WYZA: Obviously that win frees you up a lot in terms of your options, but mentally, how much confidence does it give you coming off the back of that?
ROD PAMPLING: Tons, it’s the freedom again. It allows you to be a little bit more aggressive at a shot, second shot. You’re just not in protect mode anymore. Obviously, it will change a little bit coming down the stretch because you’ll never want to throw a tournament away with nine holes to go, but I think it will allow me to get into that position a lot more.
WYZA: How do you keep your initial desire to play the game, even when the wins are not coming as often as you’d like?
ROD PAMPLING: You never lose a desire to play the game. As soon as you lose that, it’s too hard. The competition’s too strong. But, I’ve never lost the desire. I know it’s always been in there. I’ve always felt good. So, you just keep working. Obviously there still needs to be a light somewhere there that you can see. I could still see it was there. It was just getting a chance for it to happen and thankfully, we had the chance and we took the opportunity.

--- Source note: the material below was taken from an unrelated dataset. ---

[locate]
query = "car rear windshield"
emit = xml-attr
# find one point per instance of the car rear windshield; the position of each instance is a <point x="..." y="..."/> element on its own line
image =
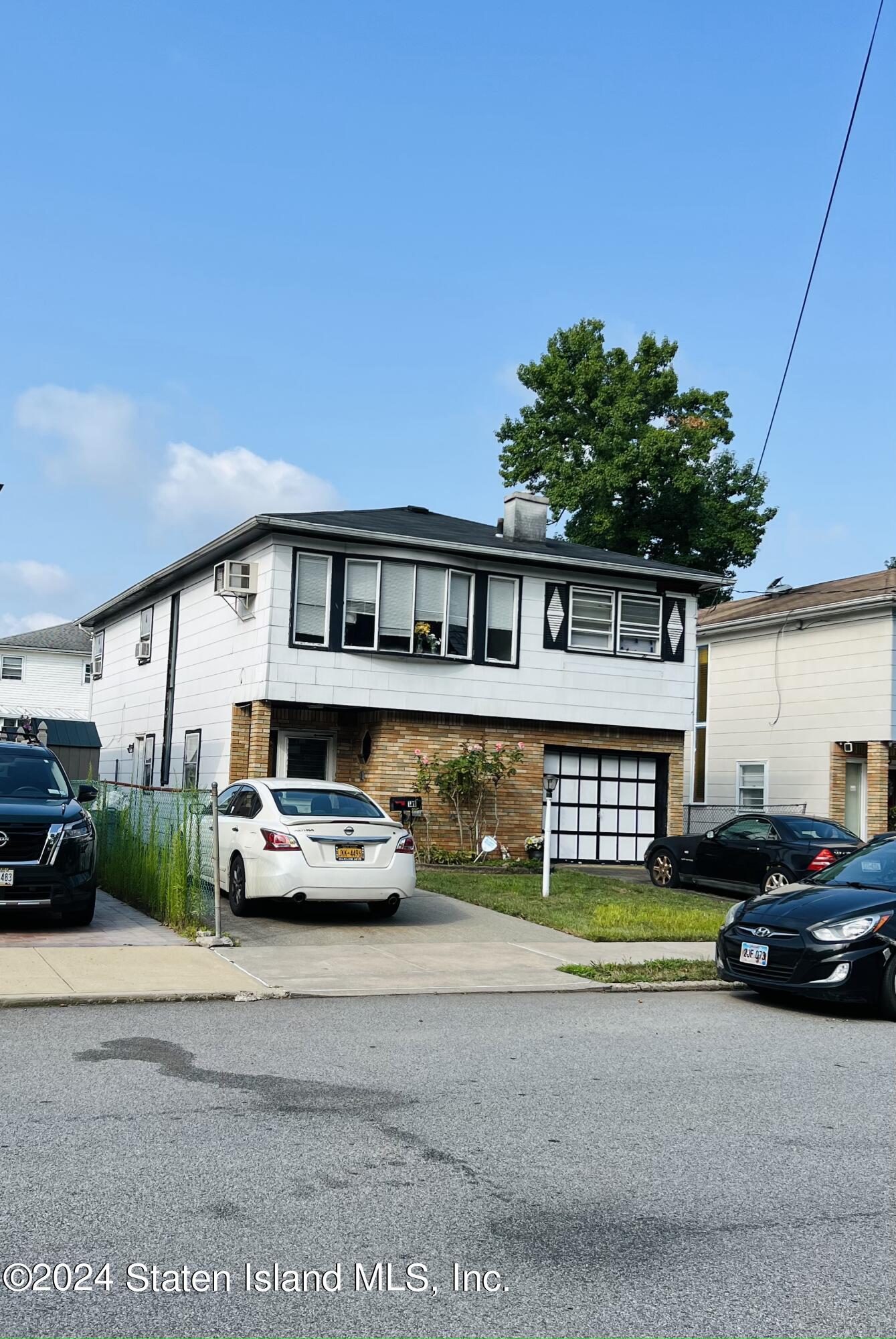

WYZA: Rod, we just had Jordan Spieth (American golfer, currently ranked as the World’s 5th best player) in here at 23 years old. Can you remember back when you were 23? Has the game itself changed in those years?
ROD PAMPLING: I guess at 23 I was still in the shop at Bribie Island [Queensland], I think, at that stage. So things have changed a little bit since then. The biggest change is the carry of the driver, the carry they have. I still think I hit it pretty hard, but I just don’t carry it like these guys do, so my direction needs to be a bit better. You take the drive away and the rest of it’s pretty similar. It’s a tough game and you’re going to have these young guys who haven’t got a lot of scar tissue right now and they can just go at everything.
Eventually, they’ll have a little bit of that and there’ll be some kid five years younger than they are that doesn’t have that anymore. It’s just a progress throughout the whole career where you just deal with little things here and there and overcome it and then you just continue on.
As I said, the game is a lot deeper, there’s more depth in players now. Every person in the field can basically win. I think the carry is more, the guys can carry it. That 300 now seems to be a pretty simple number.
WYZA: Obviously you’re in fantastic form. You mentioned you’re not driving as far as the younger guys now, but looking at Vegas, the putter was on fire, how important will that be from now on?
ROD PAMPLING: Yeah, the putter has got to be hot, there’s no question. You can’t win it if you’re not putting good. Thankfully, mine woke up at the right time. Obviously, it still feels good in the hand.
WYZA: Rod, you’re one of the elder statesmen of Australian golf. What do you see with the younger players here in Australia and if there is anything you could tell them with their ambitions to the US, what would you be telling them?
ROD PAMPLING: Obviously, there’s a lot of good talent here right now. There’s a lot of very good swingers of the golf club. I think the best thing is they’ve just got to learn to play golf. It’s still golf. It doesn’t matter how hard and high and handsome, whatever you want to call it, they hit it, you’ve still got to play golf.
As I said, there’s a lot of good talent out here and obviously, some of them have picked up that pretty quickly, but yeah, with the US, there’s no need to be scared, it’s guys just playing golf. Still at the end of the day, that’s all it is, so, basically, you’ve got to perform at the time. It doesn’t matter where you are, you’ve just got to back yourself and go over there and give it a good shot.